En la sociedad en que vivimos, que, como él aseguraba, no cree sino en sí misma, la postura de Calasso tiene un valor radical. “Al estudiar el caso de Schreber –dijo–, me resultó irresistible escribirlo en términos narrativos porque me parecía inútil la idea de hablar del delirio (…) si no es a través de otro delirio. Este es el punto”.

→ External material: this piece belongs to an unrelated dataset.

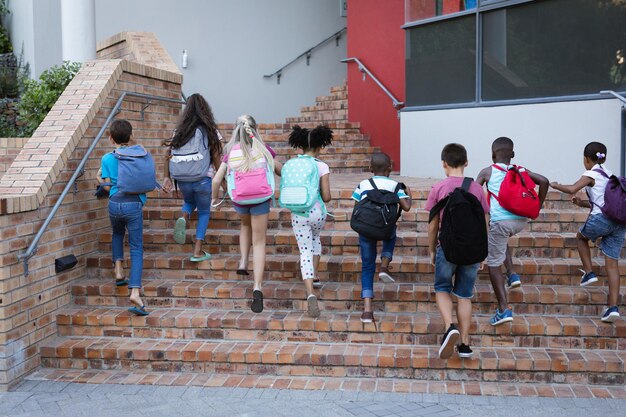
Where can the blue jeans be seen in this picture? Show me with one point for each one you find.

Luego, en El cazador celeste, escribe: “Se puede, claro, vivir sin dioses. Es el estado correspondiente a la normalidad, según los criterios de la comunidad científica. Los dioses no son admitidos, en tanto no son verificables. Es su privilegio y una regla de su protocolo. Si los dioses fueran verificables ya no serían tales. Más difícil es vivir sin lo divino. Para los griegos los dioses eran una aparición reciente, su epifanía coincidía con las historias narradas en el epos. Pero ¿tò theîon, ‘lo divino’? Lo divino es perenne, en cuanto está entrelazado con todo lo que irrumpe. En el interior de lo que irrumpe está lo que permite el acceso a lo que no se ve. Es decir, al mundo sin límites de lo invisible”.
Lo que irrumpe: la fuerza que volvió loco a Schreber; loco, o sea, tocado por lo divino. Desde luego, estamos ante un caso extremo, el caso de un hombre que perdió la cabeza y que, como indican las últimas palabras de El loco impuro, “Nunca se curó”. Pero ese extremo le dio a Calasso una perspectiva para trazar su búsqueda, la misma que finalmente lo lleva a formular, más de cuarenta años después, en La actualidad innombrable, una pregunta que ha recorrido tácitamente toda su escritura: “¿Cómo puede un sujeto de la sociedad secular, educado en la ignorancia de lo invisible, volver a reconocerlo?”. Y aun insiste: “¿Deberá el sujeto secular congratularse por la cancelación de lo invisible, algo que se ha convertido ya en el presupuesto de la vida en común? Esta es la línea divisoria”. Las líneas que siguen a estas resultan casi una ars vivendi o poética, una clave para comprender su propia empresa: “Si lo esencial no es creer sino conocer, como presupone toda gnosis, se tratará de abrir un camino en la oscuridad, usando todos los medios, en una suerte de incesante bricolaje del conocimiento, sin tener ninguna certeza acerca de un punto de inicio y sin siquiera figurarse un punto de llegada”.
¿No es, en efecto, la obra de Calasso ese incesante bricolaje que se abre camino en la oscuridad? Hay un cierto espíritu esquizoide en ese delicioso entramado de fragmentos y de figuras que se asoman aquí y allá y que vuelven a ocultarse a la espera de otro momento. Cualquiera diría que es el discurso de un loco, pero allí está la gracia del artista, que logra sentenciar un orden clandestino y ceremonial.
Le debemos al historiador romano Salustio el epígrafe que Calasso puso, como precioso dintel, en el inicio de Las bodas de Cadmo y Harmonía, uno de sus libros más conocidos: “Estas cosas no ocurrieron jamás, pero son siempre”. Es evidente que se refería a los relatos mitológicos. Calasso quería señalar que antes de “lo verificable”, y aun a pesar de ello, siempre estuvo, está y estará “lo que irrumpe”. Se necesita una distancia para poder transar con ello. No fue sin saberlo que Calasso dejó cifrada esa distancia posible en su literatura, una íntima y deslumbrante conversación con lo invisible.